At that time, Vaz-Oxlade and her husband Ken Prue decided to make a major
lifestyle change and move to the country – a plan that came to fruition in
2003. The family moved about 150 kilometres east from their downtown Toronto
home to a 25-acre country property in the Northumberland Hills.
“I quit everything. I was bored with writing about money, and nobody would
let me write anything else. I was considered a money girl and that was all
I was, so I said, ‘I’m not doing it.’ I just shut down for two years, took
care of my kids and my family, and mucked out the horse stalls.”
Vaz-Oxlade thought she was “done with money, but apparently not,” she laughs.

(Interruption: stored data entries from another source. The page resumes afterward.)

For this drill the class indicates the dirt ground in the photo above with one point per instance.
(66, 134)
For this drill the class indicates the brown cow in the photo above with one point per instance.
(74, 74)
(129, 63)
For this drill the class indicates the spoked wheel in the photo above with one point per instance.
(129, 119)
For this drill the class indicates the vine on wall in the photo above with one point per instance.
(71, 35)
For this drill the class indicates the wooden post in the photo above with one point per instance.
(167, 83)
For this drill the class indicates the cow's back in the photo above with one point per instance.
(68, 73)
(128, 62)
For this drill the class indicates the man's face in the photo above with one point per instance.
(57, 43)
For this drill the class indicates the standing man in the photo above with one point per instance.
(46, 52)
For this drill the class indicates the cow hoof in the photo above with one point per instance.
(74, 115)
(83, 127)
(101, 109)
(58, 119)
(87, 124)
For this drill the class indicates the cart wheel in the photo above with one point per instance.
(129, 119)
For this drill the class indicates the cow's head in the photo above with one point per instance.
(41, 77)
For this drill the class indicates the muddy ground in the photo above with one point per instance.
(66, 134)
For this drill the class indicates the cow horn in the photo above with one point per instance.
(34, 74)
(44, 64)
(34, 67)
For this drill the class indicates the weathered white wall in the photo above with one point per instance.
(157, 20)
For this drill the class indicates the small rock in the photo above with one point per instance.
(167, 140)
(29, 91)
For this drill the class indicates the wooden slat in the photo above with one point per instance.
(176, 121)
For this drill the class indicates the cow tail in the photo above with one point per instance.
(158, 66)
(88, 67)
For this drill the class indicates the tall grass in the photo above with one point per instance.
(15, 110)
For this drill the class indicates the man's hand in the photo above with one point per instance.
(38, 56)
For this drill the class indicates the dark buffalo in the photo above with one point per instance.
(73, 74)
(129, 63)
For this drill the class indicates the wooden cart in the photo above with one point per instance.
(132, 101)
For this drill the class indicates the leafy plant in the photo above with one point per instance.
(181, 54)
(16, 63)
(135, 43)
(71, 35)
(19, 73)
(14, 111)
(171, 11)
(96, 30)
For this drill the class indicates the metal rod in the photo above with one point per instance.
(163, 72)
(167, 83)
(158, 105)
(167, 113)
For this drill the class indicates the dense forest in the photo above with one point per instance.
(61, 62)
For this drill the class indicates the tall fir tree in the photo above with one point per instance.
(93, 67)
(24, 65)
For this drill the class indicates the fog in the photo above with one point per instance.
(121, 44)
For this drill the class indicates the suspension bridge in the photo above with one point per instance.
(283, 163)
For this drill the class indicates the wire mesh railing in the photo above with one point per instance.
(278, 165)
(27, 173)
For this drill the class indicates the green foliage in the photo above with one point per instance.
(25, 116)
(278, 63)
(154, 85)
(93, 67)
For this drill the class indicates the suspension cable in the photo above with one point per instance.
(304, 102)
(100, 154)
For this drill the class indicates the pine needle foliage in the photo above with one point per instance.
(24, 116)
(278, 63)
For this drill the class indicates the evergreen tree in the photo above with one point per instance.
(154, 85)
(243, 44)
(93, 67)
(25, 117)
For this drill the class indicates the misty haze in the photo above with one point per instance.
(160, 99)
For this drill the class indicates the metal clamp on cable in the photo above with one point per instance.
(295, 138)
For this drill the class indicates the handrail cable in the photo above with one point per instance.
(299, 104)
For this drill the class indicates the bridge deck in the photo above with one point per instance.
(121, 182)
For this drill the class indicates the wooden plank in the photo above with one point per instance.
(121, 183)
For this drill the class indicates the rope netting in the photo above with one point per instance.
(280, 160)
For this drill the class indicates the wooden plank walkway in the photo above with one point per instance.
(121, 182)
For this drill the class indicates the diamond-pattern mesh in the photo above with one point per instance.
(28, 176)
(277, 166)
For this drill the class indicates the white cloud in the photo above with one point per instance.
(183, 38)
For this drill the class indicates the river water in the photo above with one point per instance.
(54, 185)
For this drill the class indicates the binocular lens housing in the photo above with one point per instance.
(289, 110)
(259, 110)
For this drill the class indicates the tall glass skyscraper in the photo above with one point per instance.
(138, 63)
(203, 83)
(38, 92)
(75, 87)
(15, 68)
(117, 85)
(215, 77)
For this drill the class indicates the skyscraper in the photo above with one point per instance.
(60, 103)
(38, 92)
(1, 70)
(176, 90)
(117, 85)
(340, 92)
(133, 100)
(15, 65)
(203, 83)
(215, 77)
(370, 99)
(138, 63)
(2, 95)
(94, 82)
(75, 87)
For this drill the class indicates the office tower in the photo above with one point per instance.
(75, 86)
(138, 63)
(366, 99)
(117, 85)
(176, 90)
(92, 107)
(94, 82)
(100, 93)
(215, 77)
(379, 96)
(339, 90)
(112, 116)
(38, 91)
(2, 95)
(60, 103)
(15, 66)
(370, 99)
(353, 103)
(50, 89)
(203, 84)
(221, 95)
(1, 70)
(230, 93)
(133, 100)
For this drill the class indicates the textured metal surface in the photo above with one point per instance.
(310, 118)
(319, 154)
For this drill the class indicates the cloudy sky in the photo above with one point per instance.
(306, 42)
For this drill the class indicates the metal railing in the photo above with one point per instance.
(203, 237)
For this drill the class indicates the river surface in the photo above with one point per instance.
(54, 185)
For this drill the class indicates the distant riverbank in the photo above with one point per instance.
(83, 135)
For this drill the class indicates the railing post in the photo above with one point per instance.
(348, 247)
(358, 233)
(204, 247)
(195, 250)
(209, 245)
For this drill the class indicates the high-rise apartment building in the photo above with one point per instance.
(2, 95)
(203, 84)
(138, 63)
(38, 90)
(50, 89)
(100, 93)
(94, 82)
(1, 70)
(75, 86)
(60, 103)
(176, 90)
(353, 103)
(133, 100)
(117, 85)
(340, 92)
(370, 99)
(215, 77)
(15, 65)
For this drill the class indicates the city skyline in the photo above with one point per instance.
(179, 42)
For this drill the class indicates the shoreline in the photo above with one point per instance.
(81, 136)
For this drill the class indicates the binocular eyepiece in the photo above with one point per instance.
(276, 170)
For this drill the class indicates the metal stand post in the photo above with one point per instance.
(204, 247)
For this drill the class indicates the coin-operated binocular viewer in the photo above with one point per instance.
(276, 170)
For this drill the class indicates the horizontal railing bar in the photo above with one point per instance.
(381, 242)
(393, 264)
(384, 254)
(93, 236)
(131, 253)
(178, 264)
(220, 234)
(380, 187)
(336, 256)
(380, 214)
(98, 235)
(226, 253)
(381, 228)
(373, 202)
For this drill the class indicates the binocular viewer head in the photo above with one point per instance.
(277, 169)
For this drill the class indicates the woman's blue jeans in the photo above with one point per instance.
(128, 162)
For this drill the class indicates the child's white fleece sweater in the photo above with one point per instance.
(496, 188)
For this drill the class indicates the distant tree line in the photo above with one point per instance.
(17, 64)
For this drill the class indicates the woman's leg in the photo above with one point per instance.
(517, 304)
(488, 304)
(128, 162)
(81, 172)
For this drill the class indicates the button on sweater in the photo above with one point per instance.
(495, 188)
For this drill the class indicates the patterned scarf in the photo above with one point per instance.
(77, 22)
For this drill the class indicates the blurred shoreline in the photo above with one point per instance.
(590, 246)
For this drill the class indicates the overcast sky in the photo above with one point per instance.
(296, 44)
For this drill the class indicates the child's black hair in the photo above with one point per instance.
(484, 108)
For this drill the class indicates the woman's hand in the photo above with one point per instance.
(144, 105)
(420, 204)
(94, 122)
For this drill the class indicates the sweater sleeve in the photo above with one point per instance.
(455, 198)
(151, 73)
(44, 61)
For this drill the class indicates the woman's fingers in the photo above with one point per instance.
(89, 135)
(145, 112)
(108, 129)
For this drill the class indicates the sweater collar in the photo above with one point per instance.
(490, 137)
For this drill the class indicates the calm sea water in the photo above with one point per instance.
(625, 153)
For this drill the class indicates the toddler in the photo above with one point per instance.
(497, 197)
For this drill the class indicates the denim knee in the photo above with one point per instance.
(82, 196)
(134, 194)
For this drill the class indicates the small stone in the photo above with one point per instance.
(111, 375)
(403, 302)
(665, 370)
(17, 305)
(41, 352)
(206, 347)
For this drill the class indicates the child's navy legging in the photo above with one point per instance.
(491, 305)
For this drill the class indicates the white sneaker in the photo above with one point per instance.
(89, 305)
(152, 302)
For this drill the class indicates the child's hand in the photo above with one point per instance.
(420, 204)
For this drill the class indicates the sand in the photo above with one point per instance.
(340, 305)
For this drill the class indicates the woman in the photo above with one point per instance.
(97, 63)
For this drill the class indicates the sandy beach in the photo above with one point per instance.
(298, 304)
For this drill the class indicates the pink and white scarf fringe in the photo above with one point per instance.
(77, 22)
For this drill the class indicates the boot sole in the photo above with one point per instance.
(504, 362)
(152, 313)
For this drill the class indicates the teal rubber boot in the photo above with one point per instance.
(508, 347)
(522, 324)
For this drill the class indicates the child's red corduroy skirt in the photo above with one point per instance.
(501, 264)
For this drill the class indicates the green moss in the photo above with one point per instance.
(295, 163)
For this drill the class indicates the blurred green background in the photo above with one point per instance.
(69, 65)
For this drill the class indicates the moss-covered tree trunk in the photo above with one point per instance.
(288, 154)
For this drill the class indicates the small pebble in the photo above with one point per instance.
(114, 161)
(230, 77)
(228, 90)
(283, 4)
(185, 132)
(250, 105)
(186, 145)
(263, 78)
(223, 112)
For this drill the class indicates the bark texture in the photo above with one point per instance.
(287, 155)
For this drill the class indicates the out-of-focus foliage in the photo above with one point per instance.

“I got e-mails asking if I was interested in hosting a TV show. I don’t know
how they found me.”
When Frantic Films asked her to shoot a screen test in Toronto in 2005 Vaz-Oxlade
reluctantly agreed, letting the production company know she was not willing
to be away from her children for more than two days a week. They were impressed
enough with her audition to offer her a two-day a week shooting schedule,
and “it’s been a blast ever since,” says Vaz-Oxlade.
Although this is only the third calendar year she has hosted Til Debt Do
Us Part, two seasons are shot at a time, with the fifth season currently
in production and seasons six and seven already safely renewed for shooting
in 2008.
Even though Vaz-Oxlade had recognition in the past as a result of her columns
and appearances on television as a self-confessed “studio show talking head,”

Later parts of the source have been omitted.